Em 31 de maio celebra-se o “Dia Mundial Sem Tabaco”, data criada pela Organização Mundial da Saúde (OMS) em 1987 para refletirmos sobre os malefícios de fumar, ato que mata quase 6 milhões de pessoas todo ano, destes 600 mil são fumantes passivos. E o pior: crianças estão entre essas vítimas. Sofrem com pneumonia, asma, inflamações nos ouvidos e na garganta e ainda têm maior predisposição a se tornarem adolescentes e adultos fumantes. Morro de medo desse futuro para a minha filha.
Meu pai fumou muitos anos, começou aos 13, foi até os 17, parou, voltou aos 21, parou, voltou novamente. E então foi parado: sofreu um pneumotórax, espécie de derrame gasoso, uma bolha de ar que, quando estoura, leva o pulmão ao colapso. É uma ocorrência gravíssima com risco de morte, a pessoa precisa voar para a emergência. E o tratamento, no caso do dele, foi medieval: abriram um buraco em seu peito e enfiaram um cano para aspirar o gás acumulado entre as pleuras. Sem anestesia, porque não deu tempo. Já pensou?

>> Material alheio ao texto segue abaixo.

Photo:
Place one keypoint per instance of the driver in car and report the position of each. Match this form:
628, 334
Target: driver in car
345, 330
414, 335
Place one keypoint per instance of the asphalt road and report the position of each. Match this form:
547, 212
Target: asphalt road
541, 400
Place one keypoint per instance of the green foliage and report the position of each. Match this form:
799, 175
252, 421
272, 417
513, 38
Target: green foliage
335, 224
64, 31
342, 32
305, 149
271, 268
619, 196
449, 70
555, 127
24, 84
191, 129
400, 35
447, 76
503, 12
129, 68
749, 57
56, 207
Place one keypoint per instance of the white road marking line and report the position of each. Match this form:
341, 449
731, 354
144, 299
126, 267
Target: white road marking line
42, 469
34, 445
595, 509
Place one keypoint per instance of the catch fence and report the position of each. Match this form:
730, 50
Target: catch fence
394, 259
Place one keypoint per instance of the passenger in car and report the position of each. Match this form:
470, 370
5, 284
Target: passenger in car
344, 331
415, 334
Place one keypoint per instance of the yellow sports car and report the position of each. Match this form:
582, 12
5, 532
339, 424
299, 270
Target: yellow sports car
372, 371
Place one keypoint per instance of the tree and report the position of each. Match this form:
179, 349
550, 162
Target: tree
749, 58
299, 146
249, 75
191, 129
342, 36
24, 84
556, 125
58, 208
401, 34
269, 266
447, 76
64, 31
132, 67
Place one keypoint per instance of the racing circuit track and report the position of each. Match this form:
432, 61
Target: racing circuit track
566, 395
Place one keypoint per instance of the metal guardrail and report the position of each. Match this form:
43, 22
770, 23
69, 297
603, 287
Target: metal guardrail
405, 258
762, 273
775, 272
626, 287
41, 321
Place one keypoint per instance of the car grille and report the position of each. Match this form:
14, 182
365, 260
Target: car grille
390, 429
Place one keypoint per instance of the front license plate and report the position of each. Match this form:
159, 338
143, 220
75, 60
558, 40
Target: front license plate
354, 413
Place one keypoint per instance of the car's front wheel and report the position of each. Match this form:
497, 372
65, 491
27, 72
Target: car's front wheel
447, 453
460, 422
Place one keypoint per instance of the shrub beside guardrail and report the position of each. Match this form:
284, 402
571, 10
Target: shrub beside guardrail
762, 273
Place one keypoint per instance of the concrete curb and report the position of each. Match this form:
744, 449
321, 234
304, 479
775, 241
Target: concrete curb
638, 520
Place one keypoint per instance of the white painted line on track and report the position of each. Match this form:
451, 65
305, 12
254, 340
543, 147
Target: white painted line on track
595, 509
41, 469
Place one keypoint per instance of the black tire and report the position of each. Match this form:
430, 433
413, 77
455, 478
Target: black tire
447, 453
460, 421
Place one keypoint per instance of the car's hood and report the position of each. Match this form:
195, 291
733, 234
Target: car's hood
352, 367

Não tenho na memória a imagem do meu pai com um cigarro na boca, sequer me lembro desse episódio que aconteceu quando eu era muito pequena. Mas recordo da cicatriz que ele tinha no peito, um enorme quadrado em alto relevo que reluzia ao sol nos dias de praia. E me fascinava. O que era aquilo, uma portinhola para o coração? Seja o que fosse, trancou para sempre seu amor pelo vício, nunca mais fumou. Fui uma criança sem contato com essa droga lícita. O que não me impediu de experimentá-la aos 24 anos.
Comecei com os mentolados, de brincadeira. Aos 30, quando conheci o pai da Bia, eu fumava esporadicamente. Minha tática (que falhou) para não viciar era jamais fumar de dia, só um ou dois cigarros quando saía pra balada o que, naquela época, era bem frequente. Até que numa bela manhã acordei com vontade de um cigarrinho. Como assim? Fiquei com raiva de mim mesma e imediatamente me impus dois meses de privação. Nossa, foi difícil de cumprir, morri de enxaqueca, me sentia azeda, cinza. Nicotina é uma desgraça. Já estava viciada e não sabia.
Uns três meses depois recoloquei um cigarro na boca e o efeito foi o contrário, deu dor de cabeça ao tragar. A fumaça desceu arranhando a minha garganta, queimou por dentro. Pensei cá com os meus botões: por que estou fazendo isso comigo? A gravidez foi a desculpa que eu precisava, nunca mais toquei nessa porcaria.
Tornei-me uma voz contra esse veneno, especialmente em casa, orientando a Bia. Minha campanha antifumo deu tão certo que tive que apaziguá-la, pois a pequena começou a abordar fumantes na rua para dizer que era errado fumar, fazia mal, coisa e tal. Mesmo sendo simpática recebeu muitos olhares tortos, o que me leva a crer que quem fuma sabe o mal que faz e não gosta de ser lembrado.
Infelizmente, a doutrinação ainda não funcionou com o pai dela. Fumante desde a adolescência, para ele é mais difícil de largar, um problema compartilhado por muitos. A OMS estima que 700 milhões de crianças no mundo estejam expostas à fumaça do cigarro dentro de seus lares. Confesso alimentar temores de que, inconscientemente, nossa filha associe o cheiro do cigarro a coisas boas como estar no colo do papi, acalentada por ele. E que isso a leve a fumar. Será?
Esportes, aula de música, alimentação saudável e muita conversa é o que uso como prevenção. Por já ter estado do lado de lá, sei que é muito fácil cruzar a linha. Basta uma pitada de curiosidade, uma turma de amigos fumantes, um empurrãozinho de um paquera, uma propaganda com apelo certeiro e pronto, eis o primeiro passo. Se depender de mim, esse passo nunca será dado. Cigarro, nem de chocolate.